Soon I will celebrate a milestone birthday and turn 60. For some reason, I seem to be obsessed with this birthday unlike any other milestone birthday I’ve enjoyed. Perhaps because turning 60 symbolizes a certain and unique transition in one’s life.

If you have been blessed with a wonderful wife, life partner and best friend for as long as I have (33 years), you can enjoy being an empty nester and hanging out together at a much, much easier pace than when young children and teens are swirling around you and are the focal point of your everyday schedule.

While we miss having our kids nearby, the freedom of being an empty nester grows on you.

If you are blessed with amazing children, as I am, you see them growing up, pursuing their hopes and dreams, and making a life of their own (even if they still depend on you, in part, for financial support).

If you are blessed with one or more parents still living, then you should enjoy them to the fullest. My almost 88-year-old mother has been reminding me for months that I will be 60. In turn, I’ve said to her, “Are you old enough to have a 60-year-old son?” She smiles and laughs.

If you have worked your entire career in one profession, as I have, you begin to see the waning years of that career — there are a few years left but most of your working life is now behind you.

If you have spent the better part of those years employed by one organization, like I have, it’s hard to imagine that, at some point, you will no longer be spending a disproportionate amount of time at your office.

Many proclaim that 60 is the new 40. But I don’t want to be 40 again.

I look back at my career as a Jewish communal professional and realize how blessed I have been to see, and participate in, real miracles in the modern history of the Jewish people: the flourishing of the State of Israel; the emancipation of Jews living in the former Soviet Union; the blossoming and continued expansion of the Houston Jewish community; and the liberation of Jews in Ethiopia, among others.

If you are blessed with good health, wonderful! For me, I’ve begun to experience the normal aches and pains of getting older — for better or worse. But they are not slowing me down.

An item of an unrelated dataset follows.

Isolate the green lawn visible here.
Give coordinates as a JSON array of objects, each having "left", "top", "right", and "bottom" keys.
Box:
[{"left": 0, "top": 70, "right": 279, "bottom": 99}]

Will I feel anything different on my actual birthday than I did the day before? Unlikely. Will my life take a dramatic turn when the calendar page turns? Probably not.

Will I encounter some epiphany about the world? Doubtful. But as I enter the next decade of my life, I am sure to encounter life changes that millions before have experienced and that many of us baby boomers are going through every day.

Many proclaim that 60 is the new 40. But, quite frankly, I don’t want to be 40 again. Though I yearn for the days when our kids were still young and enjoying life at home, I really don’t want to go through their adolescent years again. They were and are good kids — but I can live without the teenage attitude.

Although my career was really expanding at age 40, I prefer the comfort zone, albeit with many challenges and stresses, that I’m in today.

According to Jewish tradition, Moses was 120 when he died. That’s the reason that, also according to Jewish tradition, we pray that everyone lives to 120. In that context, one could reasonably state that I have reached middle age. But when I have suggested in the past that I’m middle-aged, the realists have said I’m not in middle age unless I do plan to live past 100.

So, I’m past middle age, not quite a senior citizen (although thankful for the many restaurants and movie theaters that afford senior discounts at lower and lower ages), and yet, I am reaching some undefined age cohort.

Abraham Lincoln was quoted as saying, “In the end, it’s not the years in your life that count. It’s the life in your years.”

As this milestone approaches, I will appreciate the love and support of my family, and laugh at whatever jokes come with turning 60. Then I will get on with the beautiful and blessed life that I’ve led to date.

Here’s to age 60 … and beyond. May all of us live to 120.


Lee Wunsch is the retired president of the Jewish Federation of Greater Houston.